Sure it’s full of legal and technical jargon, but at the end of the day the debate stems from a disagreement about whether or not Internet Service Providers (ISPs) have the right to control how online content is delivered to users. This two-minute video explains the basics.
2. The difference between Title I and Title II is a big deal.
A brief history: Before this debate, the Communications Act of 1934 was largely responsible for the way the Internet was regulated. The Act not only created the Federal Communications Commission (FCC) but also introduced a system to classify these forms of communications as either necessary (Title II) or optional (Title I). Title II was intended to keep access to services fair.
In 2002, the FCC used the Communications Act of 1934 to categorize high-speed Internet (that’s the Internet that does not use telephone land lines) as an “information service” under Title I. This means that Internet Service Providers weren’t subject to the same amount of regulation as Title II services.

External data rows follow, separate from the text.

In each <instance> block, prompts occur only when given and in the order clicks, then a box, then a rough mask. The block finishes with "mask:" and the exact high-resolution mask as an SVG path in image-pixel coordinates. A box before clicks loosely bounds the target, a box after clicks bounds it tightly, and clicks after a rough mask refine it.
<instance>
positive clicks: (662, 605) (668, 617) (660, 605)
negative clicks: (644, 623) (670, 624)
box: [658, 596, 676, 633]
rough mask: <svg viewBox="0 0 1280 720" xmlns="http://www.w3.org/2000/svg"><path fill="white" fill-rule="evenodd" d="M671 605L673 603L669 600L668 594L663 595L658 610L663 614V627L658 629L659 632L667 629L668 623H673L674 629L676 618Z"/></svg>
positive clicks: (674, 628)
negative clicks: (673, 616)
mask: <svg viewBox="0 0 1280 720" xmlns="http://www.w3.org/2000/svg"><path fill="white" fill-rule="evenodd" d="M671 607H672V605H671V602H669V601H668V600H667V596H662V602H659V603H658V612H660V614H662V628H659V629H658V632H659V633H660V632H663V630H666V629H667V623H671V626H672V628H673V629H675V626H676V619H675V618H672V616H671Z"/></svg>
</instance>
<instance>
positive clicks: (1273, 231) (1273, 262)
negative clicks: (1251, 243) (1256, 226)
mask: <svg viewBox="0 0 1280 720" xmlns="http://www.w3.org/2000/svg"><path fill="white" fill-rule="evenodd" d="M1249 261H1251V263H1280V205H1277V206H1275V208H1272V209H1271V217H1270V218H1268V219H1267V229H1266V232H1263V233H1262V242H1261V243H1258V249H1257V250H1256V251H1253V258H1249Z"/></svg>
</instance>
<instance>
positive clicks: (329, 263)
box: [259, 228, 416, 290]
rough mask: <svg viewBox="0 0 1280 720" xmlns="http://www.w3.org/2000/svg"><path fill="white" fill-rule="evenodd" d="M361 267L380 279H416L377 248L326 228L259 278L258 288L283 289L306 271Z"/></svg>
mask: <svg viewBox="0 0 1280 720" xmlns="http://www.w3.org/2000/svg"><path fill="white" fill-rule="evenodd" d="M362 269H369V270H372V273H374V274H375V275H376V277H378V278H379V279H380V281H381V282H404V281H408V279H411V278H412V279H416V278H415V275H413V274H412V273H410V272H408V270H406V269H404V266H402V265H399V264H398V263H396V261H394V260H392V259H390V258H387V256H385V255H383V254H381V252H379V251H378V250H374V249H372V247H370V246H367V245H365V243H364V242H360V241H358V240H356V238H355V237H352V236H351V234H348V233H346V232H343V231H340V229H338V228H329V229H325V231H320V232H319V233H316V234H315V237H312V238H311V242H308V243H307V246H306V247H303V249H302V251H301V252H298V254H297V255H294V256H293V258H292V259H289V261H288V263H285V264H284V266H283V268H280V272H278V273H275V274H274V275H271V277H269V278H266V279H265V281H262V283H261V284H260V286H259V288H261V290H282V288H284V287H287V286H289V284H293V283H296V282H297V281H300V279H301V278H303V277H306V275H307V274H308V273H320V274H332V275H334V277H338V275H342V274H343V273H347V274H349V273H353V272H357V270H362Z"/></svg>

3. One strategy to protect the Internet is to have it reclassified as a Title II service.
The FCC will vote February 26 on new regulations for the Internet. FCC Chairman Tom Wheeler says he will use Title II to protect the Internet and prevent Internet fast lanes. President Barack Obama has his own plan to protect the Internet (pay attention to the bullet points).
4. The argument over Net Neutrality shows how the role of the Internet has changed.
Today, in the US having access to the Internet is almost essential. It hasn’t always been that way. Startup companies use the Internet to build business when they don’t have a lot of capital to leverage. We use the Internet to apply for jobs and research important issues. We rely on access to websites like Facebook and Twitter to communicate with friends and family, organize communities, and create news. The Internet now plays an integral role in our lives. But despite how the content of the Internet expands, the speed at which ISPs are required to deliver content remains the same.
5. It should really matter to YOU.
The implications of a world without Net Neutrality are best summed up here, in an article by the Free Press: “Without Net Neutrality, ISPs would be able to block content and speech they don’t like, reject apps that compete with their own offerings, and prioritize Web traffic (reserving the fastest loading speeds for the highest bidders and sticking everyone else with the slowest).”